THE FLAGSHIP 2019 RELEASE OF #MERKY BOOKS ____________________________ ‘Brilliant’ CANDICE CARTY-WILLIAMS ‘Hugely important’ PAULA AKPAN ‘Essential’ BERNARDINE EVARISTO ____________________________ As a minority in a predominantly white institution, taking up space is an act of resistance. Recent Cambridge grads Chelsea and Ore experienced this first-hand, and wrote Taking Up Space as a guide and a manifesto for change. FOR BLACK GIRLS: Understand that your journey is unique. Use this book as a guide. Our wish for you is that you read this and feel empowered, comforted and validated in every emotion you experience, or decision that you make. FOR EVERYONE ELSE: We can only hope that reading this helps you to be a better friend, parent, sibling or teacher to black girls living through what we did. It's time we stepped away from seeing this as a problem that black people are charged with solving on their own. It's a collective effort. And everyone has a role to play.

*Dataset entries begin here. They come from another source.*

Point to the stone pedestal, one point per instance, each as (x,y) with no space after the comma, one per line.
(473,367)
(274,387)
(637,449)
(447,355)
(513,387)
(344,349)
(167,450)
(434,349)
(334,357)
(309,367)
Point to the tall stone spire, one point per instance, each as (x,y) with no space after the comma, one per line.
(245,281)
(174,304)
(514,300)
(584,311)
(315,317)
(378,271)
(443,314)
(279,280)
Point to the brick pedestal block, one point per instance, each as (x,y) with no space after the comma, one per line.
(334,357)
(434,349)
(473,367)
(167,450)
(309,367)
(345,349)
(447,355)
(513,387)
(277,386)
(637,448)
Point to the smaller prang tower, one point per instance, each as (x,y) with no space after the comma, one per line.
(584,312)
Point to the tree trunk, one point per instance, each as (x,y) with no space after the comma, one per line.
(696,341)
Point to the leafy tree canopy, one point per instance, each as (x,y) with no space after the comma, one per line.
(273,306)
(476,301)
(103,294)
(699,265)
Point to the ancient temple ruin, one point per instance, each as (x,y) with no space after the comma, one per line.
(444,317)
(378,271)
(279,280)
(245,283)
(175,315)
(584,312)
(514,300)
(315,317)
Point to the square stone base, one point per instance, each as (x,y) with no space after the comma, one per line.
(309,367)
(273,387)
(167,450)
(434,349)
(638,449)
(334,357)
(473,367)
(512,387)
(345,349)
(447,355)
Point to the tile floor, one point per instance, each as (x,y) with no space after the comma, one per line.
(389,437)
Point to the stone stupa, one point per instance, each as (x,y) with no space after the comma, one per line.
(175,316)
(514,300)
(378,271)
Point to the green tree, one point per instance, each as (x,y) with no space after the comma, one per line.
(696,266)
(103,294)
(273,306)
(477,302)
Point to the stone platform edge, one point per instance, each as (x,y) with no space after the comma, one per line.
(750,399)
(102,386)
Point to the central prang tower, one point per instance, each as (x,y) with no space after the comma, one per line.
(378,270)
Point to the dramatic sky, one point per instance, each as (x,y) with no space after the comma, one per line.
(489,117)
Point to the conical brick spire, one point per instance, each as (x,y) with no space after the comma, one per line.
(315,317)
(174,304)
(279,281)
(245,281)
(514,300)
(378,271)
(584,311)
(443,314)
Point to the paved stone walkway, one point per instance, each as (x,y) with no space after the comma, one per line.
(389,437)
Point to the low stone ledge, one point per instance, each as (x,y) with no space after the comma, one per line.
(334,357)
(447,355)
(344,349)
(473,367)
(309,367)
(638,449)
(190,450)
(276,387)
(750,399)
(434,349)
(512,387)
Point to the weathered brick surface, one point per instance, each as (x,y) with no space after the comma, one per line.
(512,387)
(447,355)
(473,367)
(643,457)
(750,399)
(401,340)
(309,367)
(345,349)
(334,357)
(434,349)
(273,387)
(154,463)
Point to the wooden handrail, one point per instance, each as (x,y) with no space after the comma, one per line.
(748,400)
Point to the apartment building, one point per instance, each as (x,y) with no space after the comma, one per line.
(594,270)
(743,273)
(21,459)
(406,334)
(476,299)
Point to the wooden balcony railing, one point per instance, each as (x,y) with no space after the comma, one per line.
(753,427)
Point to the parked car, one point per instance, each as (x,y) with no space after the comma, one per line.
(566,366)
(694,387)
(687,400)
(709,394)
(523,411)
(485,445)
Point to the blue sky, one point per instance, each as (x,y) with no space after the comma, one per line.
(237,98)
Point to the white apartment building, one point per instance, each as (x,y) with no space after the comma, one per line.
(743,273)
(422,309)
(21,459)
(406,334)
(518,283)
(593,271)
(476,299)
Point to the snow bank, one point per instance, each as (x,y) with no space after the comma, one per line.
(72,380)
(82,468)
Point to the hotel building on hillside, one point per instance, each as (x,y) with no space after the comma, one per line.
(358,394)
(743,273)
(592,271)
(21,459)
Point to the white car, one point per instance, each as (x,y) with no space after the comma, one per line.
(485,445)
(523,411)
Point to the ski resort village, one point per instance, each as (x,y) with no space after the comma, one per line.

Featuring honest conversations with students past and present, Taking Up Space goes beyond the buzzwords of diversity and inclusion and explores what those words truly mean for young black girls today. ____________________________ #Merky Books was set up by publishers Penguin Random House and Stormzy in June 2018 to find and publish the best writers of a new generation and to publish the stories that are not being heard. #Merky Books aims to open up the world of publishing, and this year has launched a New Writer’s Prize and will soon be launching a #Merky Books traineeship. ‘I know too many talented writers that don’t always have an outlet or a means to get their work seen, and hopefully #Merky Books can now be a reference point for them to say “I can be an author”, and for that to be a realistic and achievable goal… Reading and writing as a kid were integral to where I am today and I, from the bottom of my heart, cannot wait to hear your stories and get them out into the big wide world.’ STORMZY


Black British Feminism

Black British Feminism

Author: Heidi Safia Mirza

Publisher: Psychology Press

Published: 1997

Total Pages: 324

ISBN-13: 9780415152884

DOWNLOAD EBOOK

A collection of classic texts and new black feminist scholarship that traces the crucial developments and debates of the last twenty years. It is the first volume entirely dedicated to the writings of black women in a British context.


Identity and Diversity

Identity and Diversity

Author: Maud Blair

Publisher: Multilingual Matters

Published: 1995-01-01

Total Pages: 324

ISBN-13: 9781853592478

DOWNLOAD EBOOK

First published in 1995. Routledge is an imprint of Taylor & Francis, an informa company.


Black Women’s Writing

Black Women’s Writing

Author: Gina Wisker

Publisher: Springer

Published: 1992-12-18

Total Pages: 199

ISBN-13: 1349225045

DOWNLOAD EBOOK

This book contains a lively and wide ranging collection of critical essays on Black women's writing from Afro-American, African, South African, British and Caribbean novelists, poets, short story writers and a dramatist. The contributors are black and white, female and male, academics and readers who chart their engagement with and enjoyment of the texts of some of the key figures in black women's writing across several continents.


Why Women Read Fiction

Why Women Read Fiction

Author: Helen Taylor

Publisher: Oxford University Press, USA

Published: 2019

Total Pages: 299

ISBN-13: 0198827687

DOWNLOAD EBOOK

Explains how precious fiction is to contemporary British fiction readers, and how they draw on it to tell the stories of their lives. Draws on over 500 interviews with and questionnaires from women readers and writers.